Ever wonder how dog shows work? We have the answer for you right here.
Dog shows, which are technically referred to as “conformation shows,” represent the best of purebreeds. This world is an aristocracy, open to purebloods only, no mixed-breeds allowed.
Essentially, dog shows are the canine equivalent of beauty pageants.
Each dog is measured against the “Breed Standard,” an idealized specimen of that breed, and the one that most closely resembles the Breed Standard earns the title “Best of Breed.”
The Best of Breeds then face each other to see who will win Best of Group, and then those Best in Group dogs will face each other to determine who wins overall Best in Show.
Various countries have slightly different groups they use to classify competitors, but for the sake of clarity we’ll just use the American Kennel Club’s groups, which are largely self-explanatory.
The Terrier Group is for “dogs of great determination, courage and self-confidence, with a great willingness to go to ground in search of its quarry,” according to the Kennel Club of Philadelphia. Breeds included here are the Airedale, Boston Terrier and Scottish Terrier.
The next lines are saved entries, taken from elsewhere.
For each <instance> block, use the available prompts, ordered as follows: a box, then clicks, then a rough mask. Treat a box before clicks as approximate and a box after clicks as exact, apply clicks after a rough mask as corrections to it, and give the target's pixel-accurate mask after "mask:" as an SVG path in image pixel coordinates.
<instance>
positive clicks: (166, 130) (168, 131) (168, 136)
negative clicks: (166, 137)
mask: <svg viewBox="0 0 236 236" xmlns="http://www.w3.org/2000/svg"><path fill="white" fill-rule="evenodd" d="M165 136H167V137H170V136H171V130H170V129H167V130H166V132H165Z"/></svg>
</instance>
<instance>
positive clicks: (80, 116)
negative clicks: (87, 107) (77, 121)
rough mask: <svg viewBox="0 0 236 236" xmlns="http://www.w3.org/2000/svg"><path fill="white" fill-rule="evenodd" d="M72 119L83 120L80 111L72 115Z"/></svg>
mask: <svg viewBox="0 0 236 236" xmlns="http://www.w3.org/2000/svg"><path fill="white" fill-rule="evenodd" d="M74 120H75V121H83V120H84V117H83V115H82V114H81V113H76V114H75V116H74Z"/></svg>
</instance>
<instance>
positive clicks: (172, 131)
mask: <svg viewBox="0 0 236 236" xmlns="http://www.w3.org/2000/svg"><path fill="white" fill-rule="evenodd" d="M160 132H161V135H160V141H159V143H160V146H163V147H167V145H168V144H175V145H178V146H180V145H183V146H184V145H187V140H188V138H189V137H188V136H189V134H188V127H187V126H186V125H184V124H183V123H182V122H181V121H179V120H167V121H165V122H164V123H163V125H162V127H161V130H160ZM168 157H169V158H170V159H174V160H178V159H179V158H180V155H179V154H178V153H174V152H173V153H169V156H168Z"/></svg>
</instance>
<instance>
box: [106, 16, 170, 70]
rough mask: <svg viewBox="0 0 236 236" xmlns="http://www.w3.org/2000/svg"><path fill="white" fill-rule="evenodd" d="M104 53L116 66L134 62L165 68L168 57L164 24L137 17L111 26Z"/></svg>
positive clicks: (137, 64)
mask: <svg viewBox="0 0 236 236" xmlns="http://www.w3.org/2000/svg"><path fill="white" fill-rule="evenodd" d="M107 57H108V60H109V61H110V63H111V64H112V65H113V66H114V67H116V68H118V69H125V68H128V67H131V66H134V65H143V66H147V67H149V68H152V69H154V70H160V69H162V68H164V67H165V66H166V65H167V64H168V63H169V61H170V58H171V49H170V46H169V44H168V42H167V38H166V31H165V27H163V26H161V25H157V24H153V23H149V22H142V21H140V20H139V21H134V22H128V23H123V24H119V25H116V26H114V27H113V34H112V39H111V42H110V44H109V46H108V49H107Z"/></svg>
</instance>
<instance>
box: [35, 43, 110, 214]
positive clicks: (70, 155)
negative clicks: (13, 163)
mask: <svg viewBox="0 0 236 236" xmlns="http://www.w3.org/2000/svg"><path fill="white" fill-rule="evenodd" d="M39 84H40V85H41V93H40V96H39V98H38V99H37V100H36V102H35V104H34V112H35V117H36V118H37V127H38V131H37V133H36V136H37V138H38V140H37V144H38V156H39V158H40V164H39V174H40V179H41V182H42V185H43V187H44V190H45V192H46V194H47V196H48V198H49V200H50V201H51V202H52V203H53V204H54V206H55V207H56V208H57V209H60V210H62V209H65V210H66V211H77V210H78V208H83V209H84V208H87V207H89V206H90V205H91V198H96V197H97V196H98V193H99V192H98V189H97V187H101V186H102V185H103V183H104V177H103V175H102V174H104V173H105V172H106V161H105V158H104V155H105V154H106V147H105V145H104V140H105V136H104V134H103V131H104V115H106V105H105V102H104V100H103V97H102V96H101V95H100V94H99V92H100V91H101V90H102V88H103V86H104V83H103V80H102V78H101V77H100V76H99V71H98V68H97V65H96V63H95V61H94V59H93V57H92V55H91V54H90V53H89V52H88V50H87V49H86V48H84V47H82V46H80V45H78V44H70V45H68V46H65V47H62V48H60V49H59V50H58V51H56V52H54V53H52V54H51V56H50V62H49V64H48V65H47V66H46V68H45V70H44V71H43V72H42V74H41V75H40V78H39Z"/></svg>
The Toy Group features tiny morsels of canines. “Their small size and portability make them ideal for city dwellers and those with limited space,” the KCP states. Breeds that go here include the Chihuahua, Pekignese and Yorkshire Terrier.
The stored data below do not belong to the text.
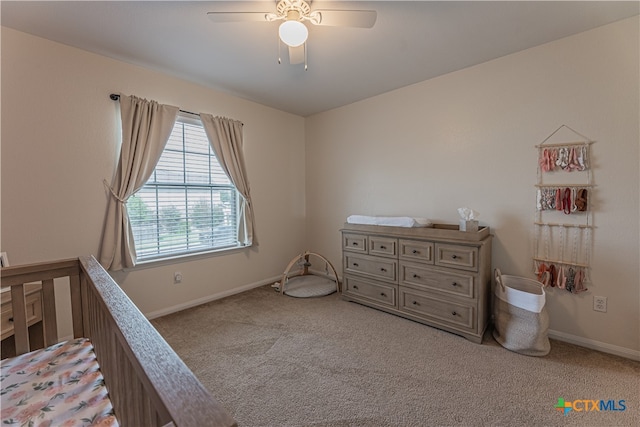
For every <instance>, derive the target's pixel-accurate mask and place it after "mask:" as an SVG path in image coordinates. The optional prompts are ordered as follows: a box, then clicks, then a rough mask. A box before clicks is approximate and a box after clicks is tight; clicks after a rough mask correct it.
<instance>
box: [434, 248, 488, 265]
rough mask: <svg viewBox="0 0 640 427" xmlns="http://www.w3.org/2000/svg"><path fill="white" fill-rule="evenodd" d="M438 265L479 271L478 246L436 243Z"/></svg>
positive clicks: (436, 251)
mask: <svg viewBox="0 0 640 427" xmlns="http://www.w3.org/2000/svg"><path fill="white" fill-rule="evenodd" d="M435 261H436V262H435V264H436V265H441V266H443V267H453V268H459V269H463V270H470V271H478V248H477V247H473V246H462V245H447V244H443V243H436V259H435Z"/></svg>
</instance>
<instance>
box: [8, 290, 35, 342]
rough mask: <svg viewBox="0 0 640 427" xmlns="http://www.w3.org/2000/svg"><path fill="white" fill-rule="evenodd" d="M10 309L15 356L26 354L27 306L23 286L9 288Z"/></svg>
mask: <svg viewBox="0 0 640 427" xmlns="http://www.w3.org/2000/svg"><path fill="white" fill-rule="evenodd" d="M11 309H12V310H13V334H14V338H15V343H16V354H22V353H28V352H29V351H31V349H30V346H29V330H28V328H27V306H26V299H25V296H24V285H22V284H19V285H14V286H12V287H11Z"/></svg>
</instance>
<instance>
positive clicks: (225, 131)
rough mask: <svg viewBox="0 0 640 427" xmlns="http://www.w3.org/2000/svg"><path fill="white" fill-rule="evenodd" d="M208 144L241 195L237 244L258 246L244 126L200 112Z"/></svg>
mask: <svg viewBox="0 0 640 427" xmlns="http://www.w3.org/2000/svg"><path fill="white" fill-rule="evenodd" d="M200 119H201V120H202V125H203V127H204V130H205V132H206V133H207V137H208V138H209V143H211V147H212V148H213V151H214V153H215V154H216V157H217V158H218V161H219V162H220V165H221V166H222V168H223V169H224V171H225V173H226V174H227V176H228V177H229V179H230V180H231V182H232V183H233V185H235V187H236V189H237V190H238V192H239V193H240V194H241V195H242V205H241V206H240V209H239V213H238V215H239V218H238V242H240V244H242V245H245V246H251V245H254V244H257V243H258V242H257V239H256V235H255V224H254V219H253V208H252V205H251V195H250V190H249V180H248V178H247V172H246V168H245V163H244V154H243V148H242V144H243V140H242V126H243V125H242V123H241V122H239V121H236V120H231V119H227V118H224V117H213V116H212V115H211V114H206V113H200Z"/></svg>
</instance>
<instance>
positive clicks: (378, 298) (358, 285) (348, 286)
mask: <svg viewBox="0 0 640 427" xmlns="http://www.w3.org/2000/svg"><path fill="white" fill-rule="evenodd" d="M342 292H344V293H346V294H350V295H353V296H356V297H363V298H367V299H370V300H373V301H375V302H377V303H380V304H384V305H387V306H389V307H396V305H397V304H396V287H395V286H390V285H386V284H383V283H374V282H368V281H364V280H360V279H356V278H354V277H345V278H344V283H343V285H342Z"/></svg>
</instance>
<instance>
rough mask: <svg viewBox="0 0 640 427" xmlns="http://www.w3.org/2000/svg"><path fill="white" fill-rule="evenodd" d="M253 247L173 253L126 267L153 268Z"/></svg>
mask: <svg viewBox="0 0 640 427" xmlns="http://www.w3.org/2000/svg"><path fill="white" fill-rule="evenodd" d="M251 247H252V246H251V245H249V246H243V245H238V246H228V247H225V248H220V249H211V250H208V251H202V252H192V253H185V254H177V255H171V256H166V257H161V258H153V259H146V260H142V261H138V262H137V263H136V266H135V267H132V268H127V269H125V271H133V270H139V269H145V268H153V267H159V266H162V265H171V264H177V263H181V262H186V261H197V260H199V259H204V258H211V257H218V256H224V255H230V254H232V253H235V252H239V251H241V250H243V249H248V248H251Z"/></svg>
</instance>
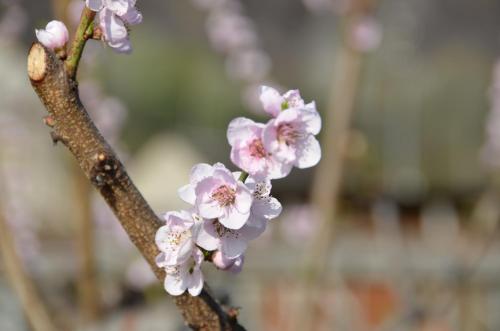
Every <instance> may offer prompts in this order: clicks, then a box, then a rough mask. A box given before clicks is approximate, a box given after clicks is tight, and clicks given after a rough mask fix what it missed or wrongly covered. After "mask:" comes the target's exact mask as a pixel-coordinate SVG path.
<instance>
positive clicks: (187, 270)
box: [156, 247, 203, 296]
mask: <svg viewBox="0 0 500 331" xmlns="http://www.w3.org/2000/svg"><path fill="white" fill-rule="evenodd" d="M164 258H165V255H162V254H160V255H158V257H157V258H156V263H157V265H158V266H159V267H161V268H165V272H166V276H165V281H164V287H165V290H166V291H167V292H168V293H169V294H170V295H181V294H182V293H184V292H185V291H186V290H188V292H189V294H191V295H192V296H197V295H199V294H200V293H201V290H202V289H203V274H202V272H201V269H200V265H201V262H203V253H202V251H201V250H200V249H199V248H196V247H195V248H194V249H193V250H192V251H191V254H190V256H189V258H188V259H187V260H186V261H184V262H183V263H181V264H177V265H169V264H168V263H167V262H165V261H164Z"/></svg>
The Working Group is for dogs who generally serve a specific function to aid humans – the Boxer, Doberman and Great Pyrenees all belong to this group.
The most famous dog shows are the Westminster Kennel Club Dog Show at New York City’s Madison Square Garden and the National Dog Show presented by Purina, which is held in mid-November in Philadelphia and tape-delayed into a Thanksgiving tradition.
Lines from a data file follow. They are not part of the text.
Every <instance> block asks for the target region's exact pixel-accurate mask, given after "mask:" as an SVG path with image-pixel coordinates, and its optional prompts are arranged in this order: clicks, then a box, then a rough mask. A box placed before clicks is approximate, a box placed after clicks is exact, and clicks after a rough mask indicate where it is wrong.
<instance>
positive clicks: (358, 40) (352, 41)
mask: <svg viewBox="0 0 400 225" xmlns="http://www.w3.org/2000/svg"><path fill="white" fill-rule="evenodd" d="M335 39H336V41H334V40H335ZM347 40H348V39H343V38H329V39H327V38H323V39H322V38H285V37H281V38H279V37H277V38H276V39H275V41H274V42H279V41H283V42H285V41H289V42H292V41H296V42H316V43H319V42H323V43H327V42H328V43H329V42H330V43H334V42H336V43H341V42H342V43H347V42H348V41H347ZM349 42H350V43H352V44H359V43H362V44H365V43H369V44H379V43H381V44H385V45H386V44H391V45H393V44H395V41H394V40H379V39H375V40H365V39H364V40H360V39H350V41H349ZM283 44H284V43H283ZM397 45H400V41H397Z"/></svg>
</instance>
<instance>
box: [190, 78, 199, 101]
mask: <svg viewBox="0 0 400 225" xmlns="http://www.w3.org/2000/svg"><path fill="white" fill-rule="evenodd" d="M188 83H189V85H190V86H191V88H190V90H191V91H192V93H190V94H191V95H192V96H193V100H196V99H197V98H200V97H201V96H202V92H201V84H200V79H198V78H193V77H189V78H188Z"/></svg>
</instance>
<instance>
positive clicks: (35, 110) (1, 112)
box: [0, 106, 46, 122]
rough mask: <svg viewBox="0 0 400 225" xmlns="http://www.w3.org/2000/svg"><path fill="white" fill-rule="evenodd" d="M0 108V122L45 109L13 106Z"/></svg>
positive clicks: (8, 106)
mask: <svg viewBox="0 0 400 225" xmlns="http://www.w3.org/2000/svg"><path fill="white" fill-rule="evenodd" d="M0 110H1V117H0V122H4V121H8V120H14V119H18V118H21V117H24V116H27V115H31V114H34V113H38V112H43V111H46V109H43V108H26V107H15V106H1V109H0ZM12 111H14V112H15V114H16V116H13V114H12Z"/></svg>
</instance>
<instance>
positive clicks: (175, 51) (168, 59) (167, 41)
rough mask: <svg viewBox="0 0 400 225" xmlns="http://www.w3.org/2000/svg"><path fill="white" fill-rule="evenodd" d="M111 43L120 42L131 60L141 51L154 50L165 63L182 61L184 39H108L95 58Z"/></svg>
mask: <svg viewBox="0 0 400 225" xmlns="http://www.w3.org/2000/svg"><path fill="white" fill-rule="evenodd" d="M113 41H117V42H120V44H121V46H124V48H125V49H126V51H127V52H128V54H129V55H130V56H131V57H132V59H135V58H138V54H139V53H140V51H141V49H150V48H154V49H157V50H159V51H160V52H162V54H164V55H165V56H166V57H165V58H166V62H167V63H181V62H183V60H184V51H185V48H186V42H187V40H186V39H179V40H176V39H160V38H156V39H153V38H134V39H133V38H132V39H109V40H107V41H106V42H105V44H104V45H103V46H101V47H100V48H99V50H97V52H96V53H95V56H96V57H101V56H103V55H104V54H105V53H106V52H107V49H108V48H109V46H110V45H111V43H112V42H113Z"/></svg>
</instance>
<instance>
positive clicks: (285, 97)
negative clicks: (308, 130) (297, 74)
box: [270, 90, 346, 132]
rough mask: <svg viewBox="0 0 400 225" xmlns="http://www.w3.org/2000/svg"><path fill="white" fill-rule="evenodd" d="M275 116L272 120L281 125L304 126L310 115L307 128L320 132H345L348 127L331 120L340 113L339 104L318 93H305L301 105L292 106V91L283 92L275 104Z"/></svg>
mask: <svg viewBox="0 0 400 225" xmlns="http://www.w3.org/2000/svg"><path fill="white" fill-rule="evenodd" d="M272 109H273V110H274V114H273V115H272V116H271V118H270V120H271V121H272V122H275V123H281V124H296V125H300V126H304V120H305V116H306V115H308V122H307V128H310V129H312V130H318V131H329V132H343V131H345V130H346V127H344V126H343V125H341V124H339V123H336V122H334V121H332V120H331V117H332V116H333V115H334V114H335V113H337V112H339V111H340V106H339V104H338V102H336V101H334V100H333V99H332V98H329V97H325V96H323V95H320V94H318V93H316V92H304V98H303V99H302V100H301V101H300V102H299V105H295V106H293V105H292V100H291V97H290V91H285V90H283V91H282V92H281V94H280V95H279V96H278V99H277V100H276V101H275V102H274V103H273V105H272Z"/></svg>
Because of their purebred status, show dogs are often prone to being more sickly, and are tremendously expensive.
A line of champion Collies are featured in many of Albert Payson Terhune’s novels, as he was also a prominent breeder as well as an author.
Jim Kjelgaard’s “Big Red” trilogy is about several generations of prize-winning Irish Setters, and show dogs are gently lampooned in Spencer Quinn’s mystery Thereby Hangs a Tail, part of his Chet and Bernie series.